As a hopeful homesteader your destination can be no less lyric. You head toward waters where you can idle in such settings, away from the continuous tent-raising of those Unix configuration circuses. You’ve always wanted a computer you use more easily because you fix it less. That’s the flat, easy water that a trout fisherman longs for, not the roiling current and swollen banks of 2002, with all of your favorite IT holes now hidden under a blown-out river of doubt.

So for a long while now you’ve had to wait, like those fly fishermen at the Grizzly Hackle outfitters who were anxiously waiting for the Blackfoot and North Clark Fork to recede after June snows and rains blew out the rivers. We are guessing, like the guides who carry those fishermen out on float trips, about when the waters of waiting will roll back. We believe it will be very soon now, before this year’s leaves begin to turn in that rugged country.

So we advise, like any good angler or traveler, that you’ve got to start planning and preparing. This is the cowboy work of a long trip or a quest for the big brown fish. You must look ahead to learn the way, and you’ve got to prepare your gear in order to catch what you’re after. Your big fish is information, the “I” in IT. You will catch more with newer HP 3000s, with fresher techniques, with a wider array of software lures in your vest.

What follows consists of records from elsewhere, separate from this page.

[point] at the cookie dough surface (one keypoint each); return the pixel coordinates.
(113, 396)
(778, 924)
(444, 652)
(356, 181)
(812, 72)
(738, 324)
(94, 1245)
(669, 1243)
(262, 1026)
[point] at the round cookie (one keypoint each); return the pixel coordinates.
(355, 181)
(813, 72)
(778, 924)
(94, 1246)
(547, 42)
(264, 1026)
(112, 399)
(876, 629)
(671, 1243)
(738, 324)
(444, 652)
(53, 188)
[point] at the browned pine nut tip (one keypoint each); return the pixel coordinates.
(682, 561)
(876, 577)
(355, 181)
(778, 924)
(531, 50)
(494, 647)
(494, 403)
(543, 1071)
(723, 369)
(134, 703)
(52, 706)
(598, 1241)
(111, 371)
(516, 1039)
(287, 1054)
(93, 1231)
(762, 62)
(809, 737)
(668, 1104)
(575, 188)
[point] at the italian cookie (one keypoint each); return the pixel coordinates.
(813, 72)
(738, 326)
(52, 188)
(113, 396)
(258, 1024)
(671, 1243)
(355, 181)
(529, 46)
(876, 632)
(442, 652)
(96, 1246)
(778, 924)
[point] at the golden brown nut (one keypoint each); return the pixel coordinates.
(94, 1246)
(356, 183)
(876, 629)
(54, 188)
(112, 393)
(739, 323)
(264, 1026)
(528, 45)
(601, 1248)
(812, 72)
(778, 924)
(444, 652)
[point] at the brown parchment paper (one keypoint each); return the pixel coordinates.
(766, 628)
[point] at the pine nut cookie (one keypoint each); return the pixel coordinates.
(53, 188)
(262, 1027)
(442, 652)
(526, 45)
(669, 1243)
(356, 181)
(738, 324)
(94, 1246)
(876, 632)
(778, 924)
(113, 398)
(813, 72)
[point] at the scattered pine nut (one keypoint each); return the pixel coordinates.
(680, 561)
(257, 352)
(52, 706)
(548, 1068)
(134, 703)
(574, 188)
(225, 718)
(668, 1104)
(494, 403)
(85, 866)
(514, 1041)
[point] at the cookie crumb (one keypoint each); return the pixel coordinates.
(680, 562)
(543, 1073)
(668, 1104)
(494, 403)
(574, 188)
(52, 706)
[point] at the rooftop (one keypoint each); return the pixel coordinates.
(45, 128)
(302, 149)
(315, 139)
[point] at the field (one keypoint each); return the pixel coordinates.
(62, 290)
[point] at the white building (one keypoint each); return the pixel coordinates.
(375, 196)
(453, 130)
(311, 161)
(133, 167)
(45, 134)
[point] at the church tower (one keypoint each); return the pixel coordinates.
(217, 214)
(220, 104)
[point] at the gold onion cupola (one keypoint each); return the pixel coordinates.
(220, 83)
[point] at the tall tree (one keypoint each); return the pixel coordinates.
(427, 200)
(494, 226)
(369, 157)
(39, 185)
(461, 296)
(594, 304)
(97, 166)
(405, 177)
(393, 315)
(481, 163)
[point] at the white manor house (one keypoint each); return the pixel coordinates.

This season is where the messages of migration and homesteading overlap, in that place called planning. Regardless of where your journey is leading you, it’s time to get some advice on moving ahead. Software and services supplier Birket Foster said that doing a transition “is like a vacation: the less you plan, the more it costs.” There’s spending ahead for everybody in the coming years, once our economy rolls out of the drought it’s been led into. Being prepared with advice and the best gear will save you.

If you’re a homesteader, you might feel like you have further to travel than companies who are changing out their HP 3000s. The truth might be that you’re not traveling any further, but that you simply can’t see as much of the road ahead as your fellow-travellers. The commerce of that costly transition is lighting the way to migration. Those who hope to earn new revenues from software and system purchases have that road well-lit with promise.

The homesteading path winds out through darker trails, by comparison. And traveling in the dark is harder by far, because it’s so difficult to measure your progress. The lack of landmarks offers little hope to keep you behind the wheel. We drove none of our miles to Montana and back in the dark, taking advantage of the never-ending daylight of summer’s solstice. A homesteading customer has a harder road to the promised land.

But you can do it, with the consulting advice of people who know the HP 3000 already and are open to a homesteading option. MBS is calling it a choice to “stay,” and your best guides can see homesteading’s trail as well as the better-lit migration path.

While we crossed our miles through the desolate wilderness, we enjoyed books on tape to keep us alert, as well as a seminar on my oldest passion, writing. Anne Lamott gave counsel on how to travel a road that seems too lengthy, an analogy she used to tell writers how to keep moving forward on their novels. She was quoting E.L. Doctrow, telling us on her tape that writing novels is “like driving a car at night. You can only see as far as your headlights, but you can make the whole trip that way.” In her book Bird by Bird, Lamott says this is right up there with the best advice about life she ever heard. There’s nothing quite like hearing it on a long journey, though.

In time, the natural sunlight of your economical computing choice will rise, lighting the way of the homesteaders. Then their road will stretch out like the highway that pours off MacDonald Pass, cresting the Continental Divide outside Helena with a view all the way down. We sat at a scenic turnout and drank in the nectar of our destination, then drove down to take in our goddess. Stay at the wheel, and get a guide and newer gear. You can pull into a valley with as much promise.